Friday, July 10, 2015

California tries legislatively to upgrade its state-county computer communications

At a time when the federal government is becoming renowned for its data-handling ineptitude, California State Senator Robert M. Hertzberg is working through the legislative process to modestly upgrade the digital infrastructure connecting state and county data and IT operations.

Most prominently, he’s the author of SB 450, which would adopt and adapt the Colorado Model of all-mail voting complemented by dropoff boxes and vote centers that are accessible to voters throughout a county, who would no longer be constrained to vote only in their own residential neighborhood, but who could do so more conveniently near their work, their children’s school, or other locations within their county of residence. 

SB 450 will be heard on Wednesday, July 15th, in the Assembly Elections and Reapportionment Committee.  Ray Sotero, press spokesperson for Senator Hertzberg, told Etopia News this afternoon, “We hope it will pass,” sounding as though he thought it would.  He said that there would be a vote on this bill in the committee on the fifteenth.

This Colorado Model system, which includes same-day registration, requires compatibility and communication between the individual counties voter registrar databases and the recently-launched-into-testing VoteCal statewide registered voter data base.  This “electronic poll book” feature is an example of the more general issue of the need for overall state-county digital compatibility.

Also included in Senator Hertzberg’s current bill portfolio is SB 169, an “open government” bill which would require all local agencies to make their publicly-available data available online in formats accessible to ordinary users.  This bill was passed by the Senate Judiciary Committee on a 7-0 vote, and is now pending at the Senate Appropriations Committee.

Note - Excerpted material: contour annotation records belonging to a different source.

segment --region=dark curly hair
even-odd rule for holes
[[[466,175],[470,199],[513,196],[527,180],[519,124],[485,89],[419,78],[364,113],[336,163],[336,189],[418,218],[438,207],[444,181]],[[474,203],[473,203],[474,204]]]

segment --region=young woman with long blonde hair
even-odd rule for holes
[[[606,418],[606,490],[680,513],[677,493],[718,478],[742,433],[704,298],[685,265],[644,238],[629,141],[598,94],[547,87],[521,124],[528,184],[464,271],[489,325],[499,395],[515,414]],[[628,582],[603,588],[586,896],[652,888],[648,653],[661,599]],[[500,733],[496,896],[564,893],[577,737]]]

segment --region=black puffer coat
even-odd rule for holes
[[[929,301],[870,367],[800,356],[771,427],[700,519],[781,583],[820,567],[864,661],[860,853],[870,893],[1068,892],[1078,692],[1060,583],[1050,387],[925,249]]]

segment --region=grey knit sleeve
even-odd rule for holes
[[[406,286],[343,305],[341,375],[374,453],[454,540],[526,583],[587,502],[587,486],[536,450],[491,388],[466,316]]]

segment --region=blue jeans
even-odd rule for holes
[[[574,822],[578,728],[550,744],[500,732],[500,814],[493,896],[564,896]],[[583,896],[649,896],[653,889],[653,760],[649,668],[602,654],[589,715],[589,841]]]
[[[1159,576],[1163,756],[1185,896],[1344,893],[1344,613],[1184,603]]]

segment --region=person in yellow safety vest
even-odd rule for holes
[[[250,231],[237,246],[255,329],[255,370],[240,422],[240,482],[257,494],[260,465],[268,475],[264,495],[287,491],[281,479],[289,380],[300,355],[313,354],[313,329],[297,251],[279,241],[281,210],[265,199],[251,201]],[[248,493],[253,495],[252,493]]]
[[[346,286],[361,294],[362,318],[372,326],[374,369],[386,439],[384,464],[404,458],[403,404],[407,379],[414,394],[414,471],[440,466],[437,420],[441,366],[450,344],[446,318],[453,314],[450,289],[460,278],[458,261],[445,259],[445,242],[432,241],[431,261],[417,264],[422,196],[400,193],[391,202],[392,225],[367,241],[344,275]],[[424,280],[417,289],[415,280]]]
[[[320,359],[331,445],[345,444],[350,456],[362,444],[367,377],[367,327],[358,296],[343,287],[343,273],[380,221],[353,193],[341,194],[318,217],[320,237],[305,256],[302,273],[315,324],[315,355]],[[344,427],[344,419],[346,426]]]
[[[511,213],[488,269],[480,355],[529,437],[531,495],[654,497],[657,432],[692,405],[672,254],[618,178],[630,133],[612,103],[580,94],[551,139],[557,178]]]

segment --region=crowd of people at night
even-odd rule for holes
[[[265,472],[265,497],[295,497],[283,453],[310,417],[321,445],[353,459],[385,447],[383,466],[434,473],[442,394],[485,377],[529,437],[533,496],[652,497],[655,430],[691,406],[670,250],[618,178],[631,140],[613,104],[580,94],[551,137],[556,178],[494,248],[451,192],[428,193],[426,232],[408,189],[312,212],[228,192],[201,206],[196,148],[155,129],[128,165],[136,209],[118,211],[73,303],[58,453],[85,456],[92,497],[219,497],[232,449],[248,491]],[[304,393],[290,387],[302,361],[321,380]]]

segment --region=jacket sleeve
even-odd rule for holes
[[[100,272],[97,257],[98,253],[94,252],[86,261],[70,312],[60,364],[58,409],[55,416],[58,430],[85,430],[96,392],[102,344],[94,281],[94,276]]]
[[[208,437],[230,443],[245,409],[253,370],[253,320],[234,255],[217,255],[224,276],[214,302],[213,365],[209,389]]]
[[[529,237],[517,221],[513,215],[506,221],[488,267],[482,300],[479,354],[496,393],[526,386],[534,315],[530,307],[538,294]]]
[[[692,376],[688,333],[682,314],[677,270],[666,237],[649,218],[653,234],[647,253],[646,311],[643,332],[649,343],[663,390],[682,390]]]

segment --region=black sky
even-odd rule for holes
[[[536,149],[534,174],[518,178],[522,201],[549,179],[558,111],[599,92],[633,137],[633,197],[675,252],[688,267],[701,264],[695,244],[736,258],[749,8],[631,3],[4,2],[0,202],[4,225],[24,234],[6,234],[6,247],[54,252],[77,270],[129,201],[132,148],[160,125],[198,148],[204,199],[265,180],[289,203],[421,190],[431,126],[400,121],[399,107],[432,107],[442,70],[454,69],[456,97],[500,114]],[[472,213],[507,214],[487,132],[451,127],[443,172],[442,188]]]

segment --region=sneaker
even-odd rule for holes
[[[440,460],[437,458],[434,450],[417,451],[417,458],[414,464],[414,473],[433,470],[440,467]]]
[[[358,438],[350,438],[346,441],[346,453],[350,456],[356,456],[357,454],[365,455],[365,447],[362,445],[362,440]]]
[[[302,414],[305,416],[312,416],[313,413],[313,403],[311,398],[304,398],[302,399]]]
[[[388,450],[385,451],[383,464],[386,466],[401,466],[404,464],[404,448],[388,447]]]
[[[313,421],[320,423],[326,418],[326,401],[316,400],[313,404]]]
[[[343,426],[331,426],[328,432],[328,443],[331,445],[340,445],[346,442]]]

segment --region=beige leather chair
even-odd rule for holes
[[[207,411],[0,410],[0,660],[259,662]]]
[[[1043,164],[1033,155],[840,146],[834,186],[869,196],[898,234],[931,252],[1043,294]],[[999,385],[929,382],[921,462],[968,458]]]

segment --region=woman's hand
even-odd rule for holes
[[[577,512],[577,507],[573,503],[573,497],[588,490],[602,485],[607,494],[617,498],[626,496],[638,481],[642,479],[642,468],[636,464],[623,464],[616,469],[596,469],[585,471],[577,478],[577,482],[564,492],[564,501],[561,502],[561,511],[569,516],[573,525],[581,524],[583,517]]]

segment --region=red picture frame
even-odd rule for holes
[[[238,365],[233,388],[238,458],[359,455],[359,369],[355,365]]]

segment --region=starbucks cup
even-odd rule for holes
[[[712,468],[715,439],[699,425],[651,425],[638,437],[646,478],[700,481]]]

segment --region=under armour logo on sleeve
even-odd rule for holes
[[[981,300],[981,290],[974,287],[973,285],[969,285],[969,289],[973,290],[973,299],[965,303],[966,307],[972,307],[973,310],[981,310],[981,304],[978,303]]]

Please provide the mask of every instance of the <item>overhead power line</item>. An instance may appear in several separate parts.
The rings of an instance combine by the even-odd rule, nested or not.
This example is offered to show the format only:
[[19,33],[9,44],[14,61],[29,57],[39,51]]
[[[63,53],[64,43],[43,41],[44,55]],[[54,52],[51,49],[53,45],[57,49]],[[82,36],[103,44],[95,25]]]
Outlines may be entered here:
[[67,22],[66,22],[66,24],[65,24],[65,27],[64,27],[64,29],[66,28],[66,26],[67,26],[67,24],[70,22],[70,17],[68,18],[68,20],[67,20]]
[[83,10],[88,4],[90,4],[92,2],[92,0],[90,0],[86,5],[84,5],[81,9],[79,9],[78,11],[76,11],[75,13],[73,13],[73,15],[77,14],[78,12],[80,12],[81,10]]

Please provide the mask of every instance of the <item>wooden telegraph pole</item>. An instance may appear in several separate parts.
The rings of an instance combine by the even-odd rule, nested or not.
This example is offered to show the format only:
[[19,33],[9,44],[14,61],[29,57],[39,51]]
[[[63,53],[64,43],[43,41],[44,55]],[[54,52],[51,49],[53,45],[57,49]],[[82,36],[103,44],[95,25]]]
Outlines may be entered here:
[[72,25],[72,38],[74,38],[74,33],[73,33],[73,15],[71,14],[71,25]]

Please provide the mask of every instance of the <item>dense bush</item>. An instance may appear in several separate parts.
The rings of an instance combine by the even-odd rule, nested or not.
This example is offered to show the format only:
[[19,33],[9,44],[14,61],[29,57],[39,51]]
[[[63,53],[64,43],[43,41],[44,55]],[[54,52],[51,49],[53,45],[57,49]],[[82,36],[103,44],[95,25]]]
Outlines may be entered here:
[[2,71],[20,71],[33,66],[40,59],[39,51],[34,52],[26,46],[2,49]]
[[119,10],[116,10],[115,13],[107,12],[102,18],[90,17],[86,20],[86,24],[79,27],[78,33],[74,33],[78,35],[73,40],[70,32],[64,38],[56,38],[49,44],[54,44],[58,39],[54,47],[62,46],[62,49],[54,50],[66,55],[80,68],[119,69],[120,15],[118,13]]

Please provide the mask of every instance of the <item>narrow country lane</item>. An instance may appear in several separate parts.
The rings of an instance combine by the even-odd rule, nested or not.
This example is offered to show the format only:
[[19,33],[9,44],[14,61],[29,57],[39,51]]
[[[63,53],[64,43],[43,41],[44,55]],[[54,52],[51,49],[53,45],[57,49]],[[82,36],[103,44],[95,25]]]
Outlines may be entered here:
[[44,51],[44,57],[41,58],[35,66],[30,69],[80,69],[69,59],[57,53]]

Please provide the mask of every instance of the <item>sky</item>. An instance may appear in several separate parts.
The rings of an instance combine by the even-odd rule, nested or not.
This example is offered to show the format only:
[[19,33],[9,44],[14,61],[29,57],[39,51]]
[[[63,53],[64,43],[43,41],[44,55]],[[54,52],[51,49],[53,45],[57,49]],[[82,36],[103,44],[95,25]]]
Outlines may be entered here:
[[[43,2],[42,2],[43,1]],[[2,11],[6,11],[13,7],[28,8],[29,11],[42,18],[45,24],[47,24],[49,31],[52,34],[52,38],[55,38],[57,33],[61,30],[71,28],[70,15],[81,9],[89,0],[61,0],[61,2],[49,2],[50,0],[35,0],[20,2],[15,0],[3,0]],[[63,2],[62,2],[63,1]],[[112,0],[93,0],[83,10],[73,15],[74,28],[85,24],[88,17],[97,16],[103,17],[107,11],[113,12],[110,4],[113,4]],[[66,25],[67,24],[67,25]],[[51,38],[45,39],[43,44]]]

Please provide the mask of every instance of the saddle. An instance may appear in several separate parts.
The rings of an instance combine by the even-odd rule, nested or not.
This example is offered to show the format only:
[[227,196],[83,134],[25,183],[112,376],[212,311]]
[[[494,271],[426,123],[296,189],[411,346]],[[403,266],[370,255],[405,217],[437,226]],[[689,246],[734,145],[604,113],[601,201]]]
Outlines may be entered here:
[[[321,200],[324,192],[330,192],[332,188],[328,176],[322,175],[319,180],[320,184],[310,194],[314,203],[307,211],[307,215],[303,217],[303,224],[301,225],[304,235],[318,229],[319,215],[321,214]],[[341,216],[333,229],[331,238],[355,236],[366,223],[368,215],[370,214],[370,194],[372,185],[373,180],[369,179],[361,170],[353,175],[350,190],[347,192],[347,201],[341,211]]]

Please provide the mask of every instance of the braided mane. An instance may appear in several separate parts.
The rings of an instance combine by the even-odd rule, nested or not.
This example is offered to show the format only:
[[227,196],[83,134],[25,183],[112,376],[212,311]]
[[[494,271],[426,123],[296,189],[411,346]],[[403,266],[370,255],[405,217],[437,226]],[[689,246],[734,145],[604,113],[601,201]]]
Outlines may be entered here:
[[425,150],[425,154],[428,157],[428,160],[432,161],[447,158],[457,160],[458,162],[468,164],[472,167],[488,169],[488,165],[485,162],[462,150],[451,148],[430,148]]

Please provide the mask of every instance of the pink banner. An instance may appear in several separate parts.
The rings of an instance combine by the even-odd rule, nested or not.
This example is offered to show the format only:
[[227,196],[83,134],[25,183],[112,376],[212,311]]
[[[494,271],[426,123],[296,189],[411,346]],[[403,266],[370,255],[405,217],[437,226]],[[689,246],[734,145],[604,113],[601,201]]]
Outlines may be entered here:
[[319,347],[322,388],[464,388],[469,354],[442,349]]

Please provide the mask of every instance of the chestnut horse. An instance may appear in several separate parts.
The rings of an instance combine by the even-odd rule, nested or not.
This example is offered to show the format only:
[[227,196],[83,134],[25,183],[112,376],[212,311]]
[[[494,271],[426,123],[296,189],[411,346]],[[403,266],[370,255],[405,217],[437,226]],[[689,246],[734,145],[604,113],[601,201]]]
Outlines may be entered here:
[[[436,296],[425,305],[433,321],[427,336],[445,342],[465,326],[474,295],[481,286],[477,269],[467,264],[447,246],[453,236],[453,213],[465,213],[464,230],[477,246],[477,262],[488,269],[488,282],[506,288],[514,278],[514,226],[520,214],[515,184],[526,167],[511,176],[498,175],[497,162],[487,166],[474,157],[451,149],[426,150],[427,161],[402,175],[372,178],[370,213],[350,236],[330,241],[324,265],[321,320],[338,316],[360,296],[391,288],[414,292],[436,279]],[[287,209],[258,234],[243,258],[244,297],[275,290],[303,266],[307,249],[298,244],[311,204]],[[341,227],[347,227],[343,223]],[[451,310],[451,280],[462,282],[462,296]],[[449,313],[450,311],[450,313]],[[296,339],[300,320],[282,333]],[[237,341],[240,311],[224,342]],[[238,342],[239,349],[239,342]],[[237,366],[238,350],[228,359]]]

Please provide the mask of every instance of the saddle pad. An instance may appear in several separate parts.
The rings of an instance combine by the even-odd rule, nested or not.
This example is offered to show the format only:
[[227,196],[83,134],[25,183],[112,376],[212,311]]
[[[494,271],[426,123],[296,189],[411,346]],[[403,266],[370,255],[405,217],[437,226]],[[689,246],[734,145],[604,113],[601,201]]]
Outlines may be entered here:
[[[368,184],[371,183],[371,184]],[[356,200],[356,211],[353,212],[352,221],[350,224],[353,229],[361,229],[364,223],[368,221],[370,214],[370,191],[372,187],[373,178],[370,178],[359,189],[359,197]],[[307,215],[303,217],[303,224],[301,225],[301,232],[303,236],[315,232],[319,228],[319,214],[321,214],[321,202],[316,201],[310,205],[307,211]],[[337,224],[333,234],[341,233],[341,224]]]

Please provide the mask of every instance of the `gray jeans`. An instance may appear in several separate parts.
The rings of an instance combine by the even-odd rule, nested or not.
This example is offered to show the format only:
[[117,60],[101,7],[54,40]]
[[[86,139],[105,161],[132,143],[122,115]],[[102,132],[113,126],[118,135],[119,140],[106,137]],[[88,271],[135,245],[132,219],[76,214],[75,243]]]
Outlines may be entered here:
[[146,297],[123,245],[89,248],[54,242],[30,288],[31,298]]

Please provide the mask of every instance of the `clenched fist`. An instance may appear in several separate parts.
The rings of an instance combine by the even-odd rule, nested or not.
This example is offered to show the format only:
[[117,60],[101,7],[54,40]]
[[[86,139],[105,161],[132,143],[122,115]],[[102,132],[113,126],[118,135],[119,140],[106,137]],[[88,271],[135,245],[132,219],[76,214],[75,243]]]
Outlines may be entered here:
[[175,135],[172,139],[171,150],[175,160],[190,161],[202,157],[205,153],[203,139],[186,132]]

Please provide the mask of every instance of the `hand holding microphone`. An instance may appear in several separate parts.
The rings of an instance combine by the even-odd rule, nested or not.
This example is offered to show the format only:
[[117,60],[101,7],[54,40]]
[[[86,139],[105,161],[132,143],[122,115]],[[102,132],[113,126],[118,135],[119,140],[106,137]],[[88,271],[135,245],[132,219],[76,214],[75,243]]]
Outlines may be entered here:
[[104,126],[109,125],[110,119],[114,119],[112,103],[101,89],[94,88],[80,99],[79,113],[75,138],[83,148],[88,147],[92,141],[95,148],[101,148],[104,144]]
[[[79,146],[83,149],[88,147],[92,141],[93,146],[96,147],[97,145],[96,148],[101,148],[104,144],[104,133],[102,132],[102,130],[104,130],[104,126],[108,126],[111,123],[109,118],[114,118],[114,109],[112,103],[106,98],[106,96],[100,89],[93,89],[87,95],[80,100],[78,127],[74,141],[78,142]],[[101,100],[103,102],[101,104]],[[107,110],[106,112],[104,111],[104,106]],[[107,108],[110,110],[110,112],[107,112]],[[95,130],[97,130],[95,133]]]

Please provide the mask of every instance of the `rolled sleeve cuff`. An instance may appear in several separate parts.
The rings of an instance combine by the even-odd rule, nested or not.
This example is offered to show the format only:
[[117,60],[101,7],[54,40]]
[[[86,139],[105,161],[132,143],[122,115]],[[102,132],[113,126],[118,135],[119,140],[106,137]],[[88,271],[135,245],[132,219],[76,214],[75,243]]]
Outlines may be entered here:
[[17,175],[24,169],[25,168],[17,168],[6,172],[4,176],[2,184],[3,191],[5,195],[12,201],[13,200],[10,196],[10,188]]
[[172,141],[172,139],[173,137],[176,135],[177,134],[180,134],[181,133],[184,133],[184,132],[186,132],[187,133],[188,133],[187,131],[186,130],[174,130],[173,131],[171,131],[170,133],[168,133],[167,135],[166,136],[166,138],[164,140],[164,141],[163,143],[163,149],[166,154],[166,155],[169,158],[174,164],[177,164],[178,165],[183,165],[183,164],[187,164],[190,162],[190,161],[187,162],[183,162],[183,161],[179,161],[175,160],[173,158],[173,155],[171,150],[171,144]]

In another effort to upgrade the digital infrastructure, Senator Hertzberg is the author of SB 272, which would require each county to prepare an inventory of its “enterprise” data for a state-wide catalog of such information.  That bill is scheduled to be heard in the Assembly Local Government Committee on Wednesday, July 15th.  Mr. Sotero wasn’t as certain that there would be a vote on this bill at that time.

At a time when digital security, public accessibility of government records and operations, new and emerging communications marvels, and efficiency, accountability, and transparency in government are all coming to the fore, it’s somewhat comforting to know that at  least someone in Sacramento is thinking and acting about bringing them all together in a synergistic and democratizing way, even if, for now, these efforts are only working at the edges of the overall problem of bringing California’s governmental digital infrastructure and operations into the 21st century in a profound and perhaps disruptive transformation. 

As the language of SB 272 acknowledges:

“California plays a vitally important role in moving our nation forward in the world of technology.  Just as the state’s thriving tech industry surges ahead in setting new standards for society, so too must California.”

You can read the bill in its entirety here

These are small steps.  The state ought to rationalize and inter-connect all the local and county and state agencies and start applying modern data analysis to uncover actionable insights that will improve government efficiency and improve outcomes for all Californians.

It’s too late in the legislative cycle to the get that done this session, but there’s always next year, which should give the tech titans and others plenty of time to design new and better ways of doing the government’s business using the newest viable technologies.